Wir »nutzen« unsere Zeit, um möglichst viel aus ihr herauszuholen. Doch genau dadurch laufen wir Gefahr, unsere Zeit zu verschwenden – und die Dinge aus den Augen zu verlieren, die uns wirklich wichtig sind. Wenn wir immer nur damit beschäftigt sind, Zügen hinterherzulaufen, dann verpassen wir unser Leben.

Je besser wir die Zeit nutzen wollen, desto schneller läuft sie uns davon.

Seneca hatte recht: Das Leben ist lang genug. Wir dürfen unsere Zeit nur nicht verschwenden. Aber zugleich ist die Zeit keine einfache Ressource. Sie besteht aus mehr als einer abstrakten Anzahl von Stunden, Minuten und Sekunden, die wir für verschiedene Zwecke »ausgeben« können.

Ein Euro-Stück ist wie jedes andere Euro-Stück, jedes hat den gleichen Wert. Mit unserer Zeit aber verhält es sich ganz anders. Kein Augenblick gleicht dem anderen. Die Zeit ist nicht abstrakt, und sie ist nicht neutral. Sie ist unsere eigene Zeit – eine Zeit, die wir auf bestimmte Weise erfahren. Sie kann lang oder kurz für uns sein, spannend oder langweilig, erfüllt oder leer. Unsere Zeit kann großartig sein – oder unendlich trostlos.

Aus meiner Sicht ist es die erfüllte, die wertvolle Zeit, auf die es im Leben letztlich ankommt. Wir begehen einen Fehler, wenn wir die Zeit auf ihren quantitativen Aspekt reduzieren – auf eine bestimmte Menge, die uns zur Verfügung steht.
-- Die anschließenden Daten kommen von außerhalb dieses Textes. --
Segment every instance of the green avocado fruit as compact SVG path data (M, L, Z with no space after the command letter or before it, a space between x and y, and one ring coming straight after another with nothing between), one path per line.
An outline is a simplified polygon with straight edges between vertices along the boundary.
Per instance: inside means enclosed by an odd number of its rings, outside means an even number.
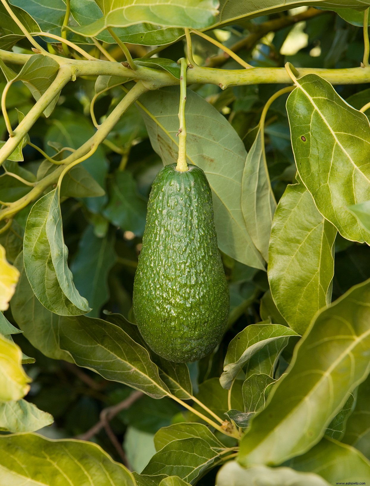
M201 169L167 165L148 204L134 283L134 313L149 347L176 363L209 354L227 324L230 299L211 189Z

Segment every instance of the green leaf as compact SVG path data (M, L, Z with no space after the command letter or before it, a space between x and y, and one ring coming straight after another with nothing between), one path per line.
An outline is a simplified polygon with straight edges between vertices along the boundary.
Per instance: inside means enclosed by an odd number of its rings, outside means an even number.
M100 319L76 316L62 321L59 333L61 348L67 351L79 366L153 398L169 394L146 349L117 326Z
M59 107L57 108L51 122L52 124L46 132L44 139L45 151L50 156L55 155L50 143L60 144L61 148L70 147L77 149L96 131L89 118L76 111ZM82 162L81 166L84 167L96 182L105 189L108 162L101 146L88 159ZM101 211L107 199L106 196L88 197L84 199L84 202L90 211L96 213Z
M137 192L136 183L126 171L117 171L108 183L109 202L104 209L105 217L123 231L138 236L144 233L147 201Z
M155 26L200 29L210 25L217 14L216 0L143 0L140 8L134 0L123 5L119 0L103 0L98 4L103 17L79 28L69 28L86 37L95 37L107 27L124 27L146 23Z
M348 206L348 209L354 214L366 231L370 232L370 201Z
M101 306L109 298L108 274L116 262L115 242L112 232L98 238L94 234L94 227L88 226L71 265L76 288L86 295L92 307L89 312L91 317L99 317Z
M0 180L0 177L1 176ZM0 194L1 194L1 189L0 189ZM2 201L1 198L2 196L0 195L0 200ZM11 263L14 261L22 250L23 232L22 226L13 220L12 226L8 231L0 234L0 244L5 248L6 259Z
M261 299L259 313L261 318L263 321L269 320L271 322L281 324L282 326L288 325L286 321L281 315L275 305L269 289L264 294Z
M250 413L259 412L264 408L271 390L270 385L276 381L264 373L248 377L243 383L242 388L245 411Z
M131 425L127 427L124 448L127 460L134 470L141 472L155 453L153 437L154 434L138 430Z
M159 483L159 486L190 486L190 485L178 476L168 476L162 479Z
M2 312L0 312L0 334L4 336L7 334L18 334L22 331L11 324Z
M95 93L103 93L110 88L114 87L115 86L119 86L128 78L122 78L120 76L98 76L95 81Z
M61 197L99 197L105 191L82 165L72 167L63 178Z
M268 261L269 241L276 201L269 177L264 127L260 126L247 156L241 185L241 208L252 241Z
M9 0L9 3L25 10L44 32L61 35L60 27L66 15L63 0Z
M19 400L30 389L31 380L22 367L22 351L0 335L0 400Z
M48 311L35 295L24 270L22 253L14 264L20 272L10 304L16 322L31 344L45 356L73 363L69 354L59 347L58 329L64 318Z
M341 440L370 459L370 376L358 387L357 395L354 409L348 417Z
M279 464L322 436L370 369L369 298L367 280L318 314L296 347L287 374L242 439L241 464Z
M24 118L24 115L23 115L22 112L19 111L19 110L17 109L17 108L16 108L16 110L17 110L17 115L18 115L18 122L20 123L20 122L22 121L23 118ZM30 139L30 137L28 134L27 134L25 137L23 138L23 139L22 139L21 141L17 146L15 150L9 156L9 157L8 157L8 160L12 160L15 162L20 162L23 160L24 160L23 155L22 153L22 150L26 146L27 143L27 141L28 140L29 140L29 139ZM5 142L3 141L2 140L0 140L0 148L1 148L3 145L5 145ZM28 173L28 171L26 171L22 169L22 168L19 168L18 171L19 170L21 171L24 171L24 172ZM8 177L8 176L6 175L6 174L4 174L3 176L1 176L4 177L4 176L6 177ZM27 177L24 177L24 178L26 179L26 180L28 179ZM22 187L22 189L23 189L23 190L25 191L27 191L27 192L29 191L30 189L27 186L25 187L23 183L22 182L21 182L20 181L17 180L17 179L15 179L15 180L16 182L13 182L12 183L13 185L15 185L16 186L18 187L20 186ZM11 184L12 183L11 183ZM26 192L26 193L27 193L27 192Z
M370 233L348 208L370 199L369 120L320 76L308 74L297 83L286 110L300 176L342 236L370 243Z
M178 476L191 483L208 469L219 454L203 439L173 440L153 456L143 474Z
M332 439L322 439L288 464L299 471L315 471L332 485L339 481L366 484L370 479L370 462L361 452Z
M140 98L151 145L165 165L177 159L178 87L148 93ZM148 110L153 118L148 113ZM215 225L220 249L250 266L264 269L264 260L245 227L241 211L241 183L247 153L228 122L190 89L186 92L188 161L199 166L212 190Z
M17 401L0 401L0 430L10 432L34 432L54 419L46 412L23 399Z
M124 466L91 442L31 434L5 435L0 436L0 451L4 484L135 486Z
M295 8L302 5L312 5L315 7L330 8L352 8L364 10L369 5L365 0L311 0L302 1L302 0L257 0L243 4L241 8L239 0L221 0L219 10L220 14L217 23L212 28L219 28L223 25L237 24L247 18L253 18L262 15L267 15L275 12L281 12L288 9Z
M35 295L49 311L78 315L91 311L73 282L67 265L58 189L33 206L24 232L24 266Z
M51 85L59 69L59 65L50 56L34 54L12 80L12 82L21 81L32 93L37 101ZM51 115L59 98L59 93L47 108L44 110L46 117Z
M17 18L22 22L30 34L40 32L40 27L24 10L17 7L13 8L12 10ZM17 34L22 37L24 36L23 31L12 18L2 4L0 4L0 28L1 34L5 35Z
M173 440L188 439L192 437L205 440L216 452L225 449L225 446L206 426L197 422L183 422L160 429L154 435L155 449L159 451Z
M288 339L285 337L271 341L253 354L247 363L246 378L261 373L273 376L280 354Z
M300 334L330 303L336 234L303 184L288 186L272 222L268 275L276 307Z
M232 409L226 412L225 414L229 418L233 420L235 422L236 427L241 427L242 429L245 429L249 425L251 418L253 416L253 413L249 412L245 413L240 412L240 410L235 410L235 409Z
M293 330L266 322L248 326L230 342L219 381L229 389L247 362L266 345L287 336L297 336Z
M217 486L329 486L320 476L303 474L289 468L267 468L259 466L244 469L236 461L230 461L220 469L216 478Z
M231 406L237 410L243 410L244 406L241 393L242 385L242 380L235 380L231 391ZM200 383L199 391L195 396L216 415L223 417L225 412L229 409L228 395L228 390L223 388L220 384L219 379L215 377ZM203 408L196 403L193 406L202 413L205 413ZM190 415L188 419L193 422L200 421L198 416L194 414Z
M83 27L101 18L101 11L95 2L90 0L71 0L71 14L73 18ZM140 23L128 25L123 28L115 28L115 32L124 42L139 44L145 46L162 45L173 42L184 36L184 29L173 27L162 27ZM107 31L103 31L96 38L110 43L115 43Z
M180 65L174 61L163 57L148 57L145 59L142 58L135 59L135 64L138 66L144 66L146 68L153 69L164 69L172 74L177 79L180 79Z
M166 478L165 474L156 474L155 476L139 474L133 472L133 476L136 480L137 486L158 486L159 483Z
M325 435L331 439L341 440L346 430L347 419L352 413L355 405L354 396L351 393L341 410L334 417L328 426Z

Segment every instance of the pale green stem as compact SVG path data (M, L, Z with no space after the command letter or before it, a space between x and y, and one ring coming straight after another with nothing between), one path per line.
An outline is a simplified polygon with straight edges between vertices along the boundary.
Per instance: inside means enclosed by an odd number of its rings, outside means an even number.
M8 221L7 221L6 223L3 226L2 228L0 228L0 235L1 235L1 233L5 233L7 230L9 229L9 228L12 226L12 223L13 223L13 218L11 218Z
M121 39L119 38L118 35L117 35L117 34L115 34L115 33L113 32L113 29L112 29L111 27L108 27L107 30L111 35L112 35L112 36L113 37L113 38L117 43L117 44L118 45L118 46L119 46L119 47L120 47L122 51L122 52L123 52L126 57L126 59L127 60L127 62L129 63L130 67L131 68L131 69L133 69L134 71L135 71L136 69L137 69L137 66L135 64L135 62L134 62L134 60L133 60L133 58L131 57L131 54L130 53L130 51L125 46L124 43L122 42L122 41L121 40Z
M191 43L191 35L188 29L185 29L185 36L186 38L186 55L187 56L187 60L189 64L191 65L189 67L193 68L197 65L193 57L193 46Z
M101 45L101 44L98 40L97 40L96 39L93 37L93 42L95 44L98 49L99 50L99 51L102 53L102 54L103 54L105 56L105 57L106 57L106 58L108 59L108 61L111 61L112 62L117 62L117 61L114 58L114 57L113 57L113 56L111 56L110 55L110 54L108 52L107 50L104 49L104 47L103 47L103 46Z
M211 42L212 44L214 44L215 46L217 46L220 49L222 50L224 52L230 56L230 57L232 57L234 60L236 61L236 62L238 63L240 66L242 66L243 67L249 69L250 68L252 68L253 66L251 66L250 64L248 64L247 62L245 61L243 61L241 57L239 57L239 56L235 54L235 52L233 52L233 51L229 49L228 47L226 47L220 42L216 40L215 39L213 39L209 35L206 35L205 34L202 32L201 32L199 31L195 30L192 29L191 30L192 32L194 32L194 34L196 34L197 35L199 35L200 37L203 37L203 39L205 39L206 40L208 40L209 42Z
M36 185L30 192L14 203L9 204L8 208L0 210L0 221L7 219L16 214L20 209L37 199L44 191L50 186L55 184L62 172L66 167L86 154L91 147L99 145L109 135L113 127L120 120L123 113L130 106L141 94L148 90L148 88L140 82L137 83L125 97L119 102L112 113L107 117L96 133L87 141L63 161L64 164L57 167L50 174L47 175L37 182Z
M44 49L42 47L41 47L40 44L36 42L34 39L33 38L33 37L31 35L30 33L27 30L26 27L25 27L25 26L23 25L22 22L18 19L17 16L16 16L14 14L13 10L11 9L9 4L7 2L6 0L0 0L0 1L1 1L1 2L4 5L5 10L9 14L9 15L12 17L13 20L16 22L17 25L18 26L19 29L20 29L20 30L24 34L25 36L30 41L32 45L34 46L34 47L35 47L36 49L38 49L40 52L45 52L46 51L45 49Z
M26 181L25 179L23 179L20 175L17 174L15 174L13 172L8 172L6 169L4 169L5 175L9 175L9 177L14 177L15 179L17 179L19 182L24 184L25 186L29 186L30 187L34 187L36 183L35 182L30 182L29 181Z
M185 172L188 170L186 163L186 127L185 123L185 103L186 101L186 69L187 62L185 57L181 60L181 69L180 76L180 105L179 120L180 128L176 134L179 137L179 156L177 159L177 171Z
M140 66L135 72L125 68L120 63L108 61L79 60L47 54L61 66L67 66L73 69L76 76L120 76L132 79L147 82L149 89L158 87L173 86L179 84L169 73L164 70ZM23 65L33 55L21 54L0 49L0 58L6 63ZM370 81L370 67L346 68L343 69L325 69L321 68L300 68L301 76L317 74L332 85L361 84ZM292 80L285 68L252 68L250 69L225 69L215 68L194 66L187 73L187 82L200 84L218 85L225 88L228 86L242 86L256 84L286 84Z
M71 76L71 69L69 66L64 66L61 68L56 77L50 86L14 130L14 136L10 137L0 149L0 165L15 150L44 110L49 106L57 93L69 81Z
M193 408L193 407L191 405L188 405L188 404L186 403L186 402L183 401L180 399L177 398L177 397L175 397L174 395L170 395L170 397L171 397L171 399L172 399L175 400L176 401L178 402L178 403L180 403L180 405L182 405L183 407L185 407L185 408L187 408L188 410L190 410L190 412L192 412L193 414L195 414L196 415L197 415L200 418L202 418L202 420L204 420L205 422L206 422L208 424L209 424L210 425L214 427L214 428L216 429L217 430L218 430L219 432L221 432L222 434L224 434L225 435L229 435L230 437L234 437L235 438L239 438L238 434L236 435L235 435L235 433L227 432L225 430L224 430L224 429L222 429L222 427L220 427L219 425L218 425L217 423L214 422L213 420L211 420L210 418L208 418L208 417L206 417L205 415L203 415L203 414L201 413L200 412L198 412L198 411L196 409Z
M56 40L59 40L62 44L67 44L70 47L72 47L77 52L80 52L80 53L85 57L89 61L95 61L97 60L96 57L94 57L93 56L90 55L88 54L85 51L84 49L81 49L81 47L79 47L78 46L76 46L74 42L71 42L70 40L68 40L67 39L64 39L63 37L59 37L59 35L55 35L53 34L48 34L47 32L35 32L34 34L35 35L41 35L41 37L50 37L52 39L55 39Z
M62 26L62 37L63 39L67 39L67 31L66 27L68 25L68 21L69 20L70 11L70 0L66 0L66 15L64 16L64 19ZM66 56L69 56L69 50L68 49L67 44L65 42L63 42L62 45L63 47L63 52L64 53Z
M370 44L369 42L369 8L364 12L364 66L369 66Z
M11 80L10 81L8 81L5 85L4 87L4 90L1 94L1 111L2 112L2 116L4 117L4 121L5 122L6 129L8 130L9 137L14 136L14 132L12 128L10 120L9 119L8 112L6 111L6 95L8 94L9 88L12 86L12 82Z
M30 145L30 147L33 147L34 149L35 149L38 152L39 152L44 158L46 158L47 160L49 160L49 162L51 162L52 164L55 164L56 165L60 165L61 164L64 164L64 162L63 160L54 160L54 159L51 158L51 157L49 157L48 154L44 152L42 149L40 149L39 147L37 147L32 142L27 142L27 145ZM65 150L66 149L65 149Z
M84 160L85 160L86 159L88 158L89 157L91 157L91 156L93 155L93 154L94 154L95 152L96 152L99 146L98 144L94 145L91 147L91 150L90 150L87 152L87 154L85 154L84 156L83 156L82 157L80 157L79 158L78 158L77 160L75 160L74 162L72 162L70 164L69 164L67 166L67 167L65 167L63 169L63 171L62 172L62 173L59 176L59 179L58 179L58 184L57 184L57 187L58 188L58 193L59 194L59 195L60 195L60 186L62 185L62 181L63 180L63 177L67 173L67 172L69 172L71 170L71 169L72 169L72 167L74 167L75 166L75 165L77 165L78 164L80 164L82 162L84 162ZM65 164L66 163L65 161L66 160L67 160L67 159L66 159L64 160Z

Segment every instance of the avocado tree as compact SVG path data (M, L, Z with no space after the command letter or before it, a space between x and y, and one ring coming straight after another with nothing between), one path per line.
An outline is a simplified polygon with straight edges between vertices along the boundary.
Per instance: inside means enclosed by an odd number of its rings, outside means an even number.
M0 486L370 484L370 0L0 2Z

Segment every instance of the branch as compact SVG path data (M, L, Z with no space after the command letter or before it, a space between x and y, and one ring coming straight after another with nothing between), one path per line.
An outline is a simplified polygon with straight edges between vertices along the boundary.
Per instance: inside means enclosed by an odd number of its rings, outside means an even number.
M235 42L230 48L230 51L232 51L234 52L237 52L243 49L247 51L250 51L253 49L260 39L264 37L269 32L276 32L277 31L289 27L289 25L296 24L298 22L309 20L310 18L316 17L318 15L322 15L323 14L329 13L330 12L328 11L318 10L317 9L314 8L313 7L311 7L305 12L298 14L297 15L286 15L285 17L275 18L272 20L264 22L262 24L255 25L255 28L244 39ZM228 56L225 56L224 54L219 54L210 58L206 63L205 66L207 68L219 67L224 64L228 60Z
M44 110L71 79L72 71L69 66L63 66L59 70L56 77L45 93L35 103L32 108L13 131L13 136L10 137L0 149L0 165L9 157L21 142Z
M117 405L103 408L100 413L100 420L84 434L78 435L76 438L81 440L89 440L92 437L96 435L104 427L107 421L111 420L121 410L130 408L131 405L138 400L144 394L142 392L134 392L128 397Z
M148 89L142 83L139 82L136 83L118 103L110 115L107 117L92 137L90 137L84 145L64 159L63 164L59 166L50 174L37 182L34 187L25 196L23 196L15 202L9 203L8 207L0 210L0 221L8 219L16 214L32 201L37 199L46 189L57 182L59 176L68 165L86 155L91 150L92 146L101 143L127 108L136 101L141 94L148 91ZM25 118L24 120L25 119ZM4 145L4 147L5 146Z

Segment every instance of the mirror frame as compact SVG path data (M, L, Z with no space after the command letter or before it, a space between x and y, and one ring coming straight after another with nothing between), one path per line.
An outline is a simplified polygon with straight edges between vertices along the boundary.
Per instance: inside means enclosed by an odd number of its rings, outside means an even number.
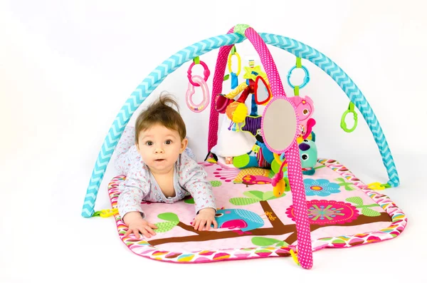
M263 101L258 101L258 86L260 80L263 81L263 83L264 84L264 86L265 86L265 88L267 88L267 92L268 93L268 97L267 98L267 99ZM255 79L255 86L253 86L253 95L255 96L255 103L258 105L264 105L267 103L273 97L273 94L271 93L271 89L270 89L268 86L267 86L267 83L260 76L257 76L256 78Z
M284 147L284 148L283 149L280 149L280 150L277 150L275 148L272 148L270 144L268 143L268 139L265 138L265 135L264 133L264 122L265 122L265 113L267 113L267 111L268 110L268 109L270 108L270 106L271 106L271 104L273 103L274 103L275 101L278 100L284 100L286 101L291 106L292 106L292 109L293 110L293 113L295 115L295 134L293 135L293 138L292 139L292 141L287 145L285 147ZM265 109L264 109L264 111L263 113L263 118L261 120L261 135L263 136L263 139L264 141L264 144L265 145L265 146L267 146L267 148L268 148L270 150L271 150L271 152L274 153L285 153L287 152L291 147L292 145L297 142L297 138L300 136L300 131L299 131L299 125L300 125L300 121L298 119L298 116L297 115L297 109L295 108L295 106L294 103L292 103L288 97L285 96L275 96L273 97L267 104L267 106L265 106Z

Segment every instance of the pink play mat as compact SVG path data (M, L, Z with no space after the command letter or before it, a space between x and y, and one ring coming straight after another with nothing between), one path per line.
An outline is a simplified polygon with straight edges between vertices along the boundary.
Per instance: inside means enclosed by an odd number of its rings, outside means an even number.
M269 170L201 164L214 186L221 227L193 229L191 197L174 204L142 202L147 220L159 227L148 240L123 236L127 227L115 215L119 236L132 252L181 263L287 257L290 249L297 252L291 192L274 197ZM125 177L116 176L109 184L112 208ZM303 177L313 251L393 239L406 225L406 215L391 200L368 188L336 160L319 159L316 173Z

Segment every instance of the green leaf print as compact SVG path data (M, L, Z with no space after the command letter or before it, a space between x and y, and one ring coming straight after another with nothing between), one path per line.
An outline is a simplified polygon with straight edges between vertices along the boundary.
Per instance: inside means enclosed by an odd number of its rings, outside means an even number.
M267 247L275 245L277 247L286 247L288 244L284 241L273 238L266 238L264 237L254 237L252 238L252 243L260 247Z
M263 194L264 193L260 190L248 190L248 191L243 192L243 195L245 195L246 197L248 197L249 198L255 198L258 200L263 200Z
M159 215L157 215L157 217L162 220L178 222L179 222L179 218L178 218L178 216L175 213L172 212L161 213Z
M362 198L360 197L347 197L345 199L345 200L347 200L347 202L355 203L356 205L363 205L363 200L362 200Z
M346 190L356 190L354 187L354 184L352 182L346 182L347 180L344 178L339 177L335 179L336 181L341 182L338 183L340 187L344 186L344 188Z
M157 233L164 233L174 229L179 221L167 221L164 222L155 223L154 225L157 226L157 229L153 229Z
M365 216L369 216L371 217L374 217L376 216L381 215L381 213L379 213L378 211L373 210L368 207L363 207L362 209L362 214Z
M230 202L234 205L248 205L259 202L260 200L248 197L233 197L230 199Z

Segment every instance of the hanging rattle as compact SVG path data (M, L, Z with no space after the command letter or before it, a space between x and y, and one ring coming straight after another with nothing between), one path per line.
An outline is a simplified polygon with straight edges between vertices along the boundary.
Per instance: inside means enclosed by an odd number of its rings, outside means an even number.
M196 113L199 113L205 110L209 105L209 88L206 81L209 78L211 73L207 65L200 61L199 57L196 57L194 62L190 65L189 71L187 71L187 77L189 78L189 87L185 96L186 105L191 110ZM200 64L203 66L204 71L203 72L204 77L201 77L197 75L191 75L191 69L196 64ZM200 86L201 88L201 92L203 94L203 100L199 104L196 104L193 102L193 95L195 93L194 87Z

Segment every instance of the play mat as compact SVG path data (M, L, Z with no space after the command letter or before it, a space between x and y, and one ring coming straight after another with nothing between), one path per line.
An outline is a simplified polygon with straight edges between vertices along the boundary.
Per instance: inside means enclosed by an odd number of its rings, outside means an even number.
M260 63L242 63L236 44L249 40ZM295 56L286 80L267 44ZM211 91L211 71L200 56L219 48ZM233 66L233 58L237 66ZM352 133L358 113L374 137L386 169L386 183L364 184L338 161L319 155L315 108L321 93L306 93L310 71L302 59L328 74L349 99L341 128ZM191 227L194 202L191 195L172 204L142 201L147 221L157 235L150 238L125 236L127 225L117 210L119 184L125 175L109 182L110 209L95 211L98 190L112 154L130 118L148 96L171 73L185 63L189 81L185 98L194 113L209 111L207 154L199 162L208 173L216 200L218 229L196 231ZM195 65L203 67L200 76ZM226 74L226 70L228 73ZM302 70L302 83L291 76ZM283 81L292 94L286 94ZM199 94L201 93L201 94ZM193 96L201 96L194 102ZM344 108L344 107L343 107ZM347 126L347 115L353 125ZM346 119L347 119L346 120ZM133 253L176 263L291 257L302 268L312 267L312 252L394 239L405 229L407 218L383 190L399 185L394 160L379 123L361 91L335 63L295 39L257 33L239 24L226 34L192 44L154 69L127 99L115 119L97 155L82 215L115 218L118 236Z
M291 255L297 240L291 192L273 195L270 170L202 164L220 206L218 229L194 230L191 197L174 204L142 202L147 221L159 228L157 235L147 240L123 236L127 226L116 214L123 242L137 254L181 263ZM314 251L384 241L404 230L405 215L388 197L335 160L320 159L316 167L315 176L304 180ZM108 186L113 208L125 177L117 176Z

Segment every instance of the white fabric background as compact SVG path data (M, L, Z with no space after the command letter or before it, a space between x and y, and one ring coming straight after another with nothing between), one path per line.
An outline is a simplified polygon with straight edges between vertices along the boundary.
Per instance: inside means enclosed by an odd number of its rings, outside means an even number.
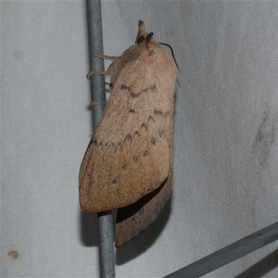
M117 277L166 275L277 220L277 1L102 2L106 55L142 19L181 70L172 197L115 250ZM78 199L92 135L86 20L85 1L1 3L3 277L99 276L96 216ZM205 277L277 277L277 247Z

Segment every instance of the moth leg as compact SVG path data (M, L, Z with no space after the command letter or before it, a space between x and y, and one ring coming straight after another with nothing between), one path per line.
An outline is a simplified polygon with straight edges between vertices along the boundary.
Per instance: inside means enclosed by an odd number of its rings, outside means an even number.
M91 76L92 74L97 74L97 75L105 75L106 74L106 72L89 72L87 74L87 79L90 79L90 78L91 77Z
M99 53L95 53L95 57L100 58L101 59L104 59L104 60L114 60L117 59L117 58L120 57L120 56L108 56L106 55L100 54Z
M105 105L106 104L107 100L106 100L104 102L99 102L99 101L91 101L90 103L90 105L93 106L94 105Z

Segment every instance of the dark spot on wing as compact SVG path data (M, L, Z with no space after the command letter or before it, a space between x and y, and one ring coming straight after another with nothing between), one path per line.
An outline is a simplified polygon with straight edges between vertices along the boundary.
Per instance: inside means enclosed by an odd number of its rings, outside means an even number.
M144 149L144 151L142 152L142 156L147 156L149 155L149 152L147 149Z
M141 88L141 90L139 92L131 92L130 95L133 98L138 97L143 92L146 92L147 91L154 91L156 89L156 84L152 84L151 85L147 88Z
M129 86L127 86L127 85L125 85L125 84L122 84L121 86L120 87L120 88L121 90L128 90L129 92L130 92L130 91L131 90L131 88Z
M114 185L115 185L117 183L117 176L114 176L112 178L112 185L114 186Z
M138 157L137 156L136 156L135 154L133 154L132 156L132 158L133 158L133 162L134 163L138 163Z
M122 165L122 170L129 169L129 163L126 161L124 161Z
M152 143L152 145L153 145L154 146L155 145L156 145L156 138L155 138L154 137L152 137L151 143Z

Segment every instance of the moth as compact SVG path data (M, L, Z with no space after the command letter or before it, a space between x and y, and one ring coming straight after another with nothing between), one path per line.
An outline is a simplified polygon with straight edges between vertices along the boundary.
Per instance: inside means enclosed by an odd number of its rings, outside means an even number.
M115 244L120 247L158 216L171 191L175 60L139 21L134 45L112 60L111 93L83 158L82 209L118 208Z

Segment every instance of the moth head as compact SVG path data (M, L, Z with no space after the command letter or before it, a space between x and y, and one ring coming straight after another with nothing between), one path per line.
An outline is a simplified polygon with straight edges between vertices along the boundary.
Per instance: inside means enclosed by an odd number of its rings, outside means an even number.
M158 43L156 40L153 38L154 33L148 33L146 31L146 28L145 26L145 23L142 20L139 20L138 23L138 33L137 33L136 40L135 41L135 44L140 44L145 42L147 48L148 48L149 42L152 40L152 42Z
Entscheidend ist, was wir aus ihr machen, welchen Wert wir ihr verleihen. Wir verlieren Zeit, wenn wir sie einfach nur »vorbeigehen« lassen, statt sie zu leben.

Die Zeit ist unser Leben. Wir dürfen sie daher nicht nur dazu instrumentalisieren, um bestimmte Ziele zu erreichen. Wir sind nicht die Herren der Zeit. Wir können über sie nicht nach Belieben verfügen. So sehr wir darüber klagen, dass unsere Zeit knapp ist: In vielen Bereichen unseres Lebens können wir das nun einmal nicht ändern. Die Welt kostet eben Zeit, erst recht die hyperkomplexe Welt, in der wir heute leben. Wir müssen daher lernen, mit Zeitknappheit bewusster umzugehen. Und das ist nicht nur eine Frage von möglichst gutem »Zeitmanagement«. Sicher können wir da und dort Zeit effizienter nutzen, indem wir sie besser planen oder Dinge schneller erledigen. Doch aus meiner Sicht geht es nicht darum, einfach nur »mehr Zeit« zu haben. Wir müssen vielmehr versuchen, unsere Zeit in wertvolle, erfüllte Zeit zu verwandeln. Wertvolle Zeit vergeht nicht, so werde ich später argumentieren. Leere Zeit hingegen haben wir in gewisser Weise nie gelebt.